IT-Berufe als Männerdomäne: 43 Prozent der Unternehmen sehen Frauen als weniger geeignet
Das Klischee der Männerdomäne in der Informationstechnik (IT) bleibt hartnäckig bestehen. Eine aktuelle Umfrage des Digitalverbands Bitkom offenbart, dass 43 Prozent der befragten Unternehmen der Ansicht sind, Männer seien für IT- und Digitalberufe besser geeignet als Frauen. Fast jedes zweite Unternehmen, konkret 48 Prozent, vertritt zudem die Meinung, dass diese Berufsfelder Frauen abschrecken würden.
Bitkom-Präsident fordert Maßnahmen gegen Barrieren
Bitkom-Präsident Ralf Wintergerst appellierte am Dienstag an Unternehmen, Bildungseinrichtungen und die Politik, Barrieren abzubauen und IT-Berufe für Frauen sichtbarer und attraktiver zu gestalten. „Wer digitale Transformation und Künstliche Intelligenz erfolgreich gestalten will, kann es sich nicht leisten, auf die Hälfte der Talente zu verzichten“, mahnte Wintergerst.

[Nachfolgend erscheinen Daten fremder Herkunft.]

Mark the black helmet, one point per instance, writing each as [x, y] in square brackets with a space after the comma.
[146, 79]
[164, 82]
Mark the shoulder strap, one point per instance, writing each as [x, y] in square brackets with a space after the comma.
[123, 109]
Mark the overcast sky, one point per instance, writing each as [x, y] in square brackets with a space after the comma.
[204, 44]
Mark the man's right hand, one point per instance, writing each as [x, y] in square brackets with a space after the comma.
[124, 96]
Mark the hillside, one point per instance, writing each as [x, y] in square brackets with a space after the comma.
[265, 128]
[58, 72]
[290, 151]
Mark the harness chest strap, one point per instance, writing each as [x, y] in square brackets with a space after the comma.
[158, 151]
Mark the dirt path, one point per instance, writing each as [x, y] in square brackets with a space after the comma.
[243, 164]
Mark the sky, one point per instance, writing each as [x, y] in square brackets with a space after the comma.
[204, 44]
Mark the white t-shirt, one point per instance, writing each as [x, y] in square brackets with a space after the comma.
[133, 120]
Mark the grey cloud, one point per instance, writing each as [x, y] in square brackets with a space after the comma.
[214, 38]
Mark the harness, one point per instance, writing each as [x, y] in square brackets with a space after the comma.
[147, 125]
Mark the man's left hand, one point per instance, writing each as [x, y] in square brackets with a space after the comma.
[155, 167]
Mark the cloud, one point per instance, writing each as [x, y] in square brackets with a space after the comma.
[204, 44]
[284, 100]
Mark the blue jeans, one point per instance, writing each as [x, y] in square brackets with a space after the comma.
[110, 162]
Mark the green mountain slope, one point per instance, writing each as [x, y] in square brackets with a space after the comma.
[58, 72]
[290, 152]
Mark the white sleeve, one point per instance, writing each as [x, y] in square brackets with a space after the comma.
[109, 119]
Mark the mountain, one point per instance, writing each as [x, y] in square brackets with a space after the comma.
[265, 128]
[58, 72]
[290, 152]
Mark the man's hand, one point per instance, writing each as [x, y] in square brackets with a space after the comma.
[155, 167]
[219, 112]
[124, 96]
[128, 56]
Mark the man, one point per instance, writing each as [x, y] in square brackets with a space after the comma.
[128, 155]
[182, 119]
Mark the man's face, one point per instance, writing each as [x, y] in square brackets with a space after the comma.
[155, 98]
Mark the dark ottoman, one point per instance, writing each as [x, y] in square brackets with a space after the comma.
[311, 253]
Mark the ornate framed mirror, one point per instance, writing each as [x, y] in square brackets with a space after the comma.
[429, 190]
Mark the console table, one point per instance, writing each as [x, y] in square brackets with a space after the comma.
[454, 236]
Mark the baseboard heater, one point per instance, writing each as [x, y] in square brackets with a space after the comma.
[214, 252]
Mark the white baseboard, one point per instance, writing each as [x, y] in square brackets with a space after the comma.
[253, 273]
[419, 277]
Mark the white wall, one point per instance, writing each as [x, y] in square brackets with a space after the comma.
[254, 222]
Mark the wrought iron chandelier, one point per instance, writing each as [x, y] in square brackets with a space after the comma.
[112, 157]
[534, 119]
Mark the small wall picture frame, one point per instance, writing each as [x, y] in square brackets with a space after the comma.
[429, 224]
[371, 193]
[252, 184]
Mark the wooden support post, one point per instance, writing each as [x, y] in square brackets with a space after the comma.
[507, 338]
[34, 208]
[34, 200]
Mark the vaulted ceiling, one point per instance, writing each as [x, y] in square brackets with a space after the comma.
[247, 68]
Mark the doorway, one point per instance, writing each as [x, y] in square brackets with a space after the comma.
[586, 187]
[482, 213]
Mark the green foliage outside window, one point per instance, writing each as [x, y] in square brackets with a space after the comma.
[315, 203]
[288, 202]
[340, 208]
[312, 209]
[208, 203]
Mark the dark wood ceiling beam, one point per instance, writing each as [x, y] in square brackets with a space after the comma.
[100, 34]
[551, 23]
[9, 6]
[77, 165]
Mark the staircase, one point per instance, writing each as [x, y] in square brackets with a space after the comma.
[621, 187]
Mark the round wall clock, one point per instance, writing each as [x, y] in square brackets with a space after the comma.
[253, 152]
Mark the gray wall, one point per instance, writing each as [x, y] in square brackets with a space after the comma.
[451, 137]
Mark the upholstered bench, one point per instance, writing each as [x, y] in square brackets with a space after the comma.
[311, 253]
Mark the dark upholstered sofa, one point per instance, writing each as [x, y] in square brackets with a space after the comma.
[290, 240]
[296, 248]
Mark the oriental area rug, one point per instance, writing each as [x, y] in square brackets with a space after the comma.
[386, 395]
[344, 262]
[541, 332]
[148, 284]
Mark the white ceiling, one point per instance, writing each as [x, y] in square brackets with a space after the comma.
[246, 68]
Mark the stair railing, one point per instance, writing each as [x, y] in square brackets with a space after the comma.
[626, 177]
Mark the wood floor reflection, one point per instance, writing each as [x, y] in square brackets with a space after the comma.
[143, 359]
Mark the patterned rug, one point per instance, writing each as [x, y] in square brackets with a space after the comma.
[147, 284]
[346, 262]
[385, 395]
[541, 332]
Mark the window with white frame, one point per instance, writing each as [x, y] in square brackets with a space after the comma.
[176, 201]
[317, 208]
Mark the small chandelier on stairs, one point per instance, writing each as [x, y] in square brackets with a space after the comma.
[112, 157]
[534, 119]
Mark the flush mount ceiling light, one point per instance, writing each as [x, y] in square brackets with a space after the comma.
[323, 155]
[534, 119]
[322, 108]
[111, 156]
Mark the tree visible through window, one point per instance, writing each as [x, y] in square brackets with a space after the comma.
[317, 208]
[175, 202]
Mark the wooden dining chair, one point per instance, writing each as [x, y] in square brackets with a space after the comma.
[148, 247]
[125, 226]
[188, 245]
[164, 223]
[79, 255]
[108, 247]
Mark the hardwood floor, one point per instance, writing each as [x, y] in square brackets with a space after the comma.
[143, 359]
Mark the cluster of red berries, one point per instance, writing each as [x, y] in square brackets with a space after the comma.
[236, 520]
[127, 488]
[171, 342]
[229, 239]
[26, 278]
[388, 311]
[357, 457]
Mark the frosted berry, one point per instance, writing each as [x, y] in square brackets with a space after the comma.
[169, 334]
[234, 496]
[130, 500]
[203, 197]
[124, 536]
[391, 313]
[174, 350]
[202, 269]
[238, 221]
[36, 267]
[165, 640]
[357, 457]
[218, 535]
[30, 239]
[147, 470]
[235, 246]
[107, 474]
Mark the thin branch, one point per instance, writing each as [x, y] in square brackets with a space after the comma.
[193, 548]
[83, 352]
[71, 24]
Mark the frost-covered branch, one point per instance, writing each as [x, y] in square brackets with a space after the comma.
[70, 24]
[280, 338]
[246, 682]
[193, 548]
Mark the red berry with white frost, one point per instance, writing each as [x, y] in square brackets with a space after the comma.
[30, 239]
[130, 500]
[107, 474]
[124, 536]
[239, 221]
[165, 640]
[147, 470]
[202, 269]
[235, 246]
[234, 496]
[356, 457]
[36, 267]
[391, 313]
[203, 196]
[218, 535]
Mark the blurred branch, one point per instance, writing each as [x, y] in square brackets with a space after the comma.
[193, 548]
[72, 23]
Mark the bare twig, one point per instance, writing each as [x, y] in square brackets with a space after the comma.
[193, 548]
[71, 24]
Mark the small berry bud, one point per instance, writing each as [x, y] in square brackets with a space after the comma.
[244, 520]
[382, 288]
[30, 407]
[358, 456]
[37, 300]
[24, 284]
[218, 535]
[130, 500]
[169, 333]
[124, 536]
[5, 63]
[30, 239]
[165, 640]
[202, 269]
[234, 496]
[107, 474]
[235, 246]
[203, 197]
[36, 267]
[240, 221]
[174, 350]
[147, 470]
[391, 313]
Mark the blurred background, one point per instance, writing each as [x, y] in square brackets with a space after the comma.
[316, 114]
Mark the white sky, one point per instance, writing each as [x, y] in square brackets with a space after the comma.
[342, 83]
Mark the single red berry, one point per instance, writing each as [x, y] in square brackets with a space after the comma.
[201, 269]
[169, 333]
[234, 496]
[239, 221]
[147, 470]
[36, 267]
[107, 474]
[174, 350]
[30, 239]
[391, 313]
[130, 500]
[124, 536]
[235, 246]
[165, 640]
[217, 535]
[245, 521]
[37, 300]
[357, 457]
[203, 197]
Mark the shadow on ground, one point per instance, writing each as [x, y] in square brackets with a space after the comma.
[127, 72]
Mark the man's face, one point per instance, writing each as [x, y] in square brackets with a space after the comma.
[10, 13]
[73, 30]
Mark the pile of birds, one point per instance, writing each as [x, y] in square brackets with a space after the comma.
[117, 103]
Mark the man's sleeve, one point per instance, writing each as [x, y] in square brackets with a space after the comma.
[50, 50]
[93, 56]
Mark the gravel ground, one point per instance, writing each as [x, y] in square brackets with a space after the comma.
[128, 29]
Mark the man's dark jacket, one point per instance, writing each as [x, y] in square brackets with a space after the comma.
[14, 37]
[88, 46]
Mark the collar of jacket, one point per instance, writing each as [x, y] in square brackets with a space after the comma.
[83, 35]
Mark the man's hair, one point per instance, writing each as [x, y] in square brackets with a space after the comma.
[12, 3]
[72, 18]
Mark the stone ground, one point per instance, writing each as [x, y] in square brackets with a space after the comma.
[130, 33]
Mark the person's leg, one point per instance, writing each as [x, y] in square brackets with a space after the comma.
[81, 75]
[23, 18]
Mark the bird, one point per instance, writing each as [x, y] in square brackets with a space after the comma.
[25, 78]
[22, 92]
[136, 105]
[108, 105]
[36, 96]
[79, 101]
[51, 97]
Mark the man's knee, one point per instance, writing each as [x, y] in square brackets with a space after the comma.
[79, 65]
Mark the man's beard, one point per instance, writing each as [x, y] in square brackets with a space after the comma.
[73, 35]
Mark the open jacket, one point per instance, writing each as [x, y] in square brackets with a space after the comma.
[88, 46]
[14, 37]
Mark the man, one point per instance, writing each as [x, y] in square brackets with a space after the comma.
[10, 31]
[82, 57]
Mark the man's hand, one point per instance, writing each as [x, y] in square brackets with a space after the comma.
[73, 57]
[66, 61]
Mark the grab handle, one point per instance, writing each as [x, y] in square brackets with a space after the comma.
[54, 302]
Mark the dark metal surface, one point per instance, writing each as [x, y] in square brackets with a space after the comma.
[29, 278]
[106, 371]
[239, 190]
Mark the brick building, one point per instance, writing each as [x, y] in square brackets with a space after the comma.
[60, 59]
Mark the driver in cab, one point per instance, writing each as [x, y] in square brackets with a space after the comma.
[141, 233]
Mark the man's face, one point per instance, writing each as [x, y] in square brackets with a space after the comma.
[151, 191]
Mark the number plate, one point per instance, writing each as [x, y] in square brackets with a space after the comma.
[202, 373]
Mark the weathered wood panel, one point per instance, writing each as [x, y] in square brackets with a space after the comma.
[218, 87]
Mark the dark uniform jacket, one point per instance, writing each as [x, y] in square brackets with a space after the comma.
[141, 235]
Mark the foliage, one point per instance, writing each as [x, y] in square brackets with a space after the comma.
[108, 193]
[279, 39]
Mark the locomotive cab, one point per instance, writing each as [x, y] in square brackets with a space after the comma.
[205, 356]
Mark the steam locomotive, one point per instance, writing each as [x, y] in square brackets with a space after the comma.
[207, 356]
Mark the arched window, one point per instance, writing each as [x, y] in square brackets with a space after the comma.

Er betonte, dass gemischte Teams produktiver und kreativer arbeiten und Unternehmen durch die Förderung von Vielfalt nicht nur ihre Unternehmenskultur verbessern, sondern auch ihre wirtschaftliche Leistungsfähigkeit stärken.
Ergebnisse der Umfrage im Detail
Laut der repräsentativen Umfrage, bei der 603 Unternehmen ab 20 Beschäftigten befragt wurden, beschäftigt keines der Unternehmen in Bereichen wie IT-Administration, Softwareentwicklung, digitaler Transformation oder Künstlicher Intelligenz mehr Frauen als Männer. In neun von zehn Unternehmen sind weniger als die Hälfte der Stellen in IT- und Digitalfachbereichen mit Frauen besetzt. Die Unternehmen nennen mehrere Gründe für den niedrigen Frauenanteil:
- Hürden beim Wiedereinstieg von Frauen nach Familienphasen.
- Eine unzureichende Sensibilisierung von Führungskräften mit Personalverantwortung.
- Politische Faktoren wie Defizite in der Betreuungsinfrastruktur.
- Klischeehafte Berufsorientierung, die bereits in der Schule beginnt.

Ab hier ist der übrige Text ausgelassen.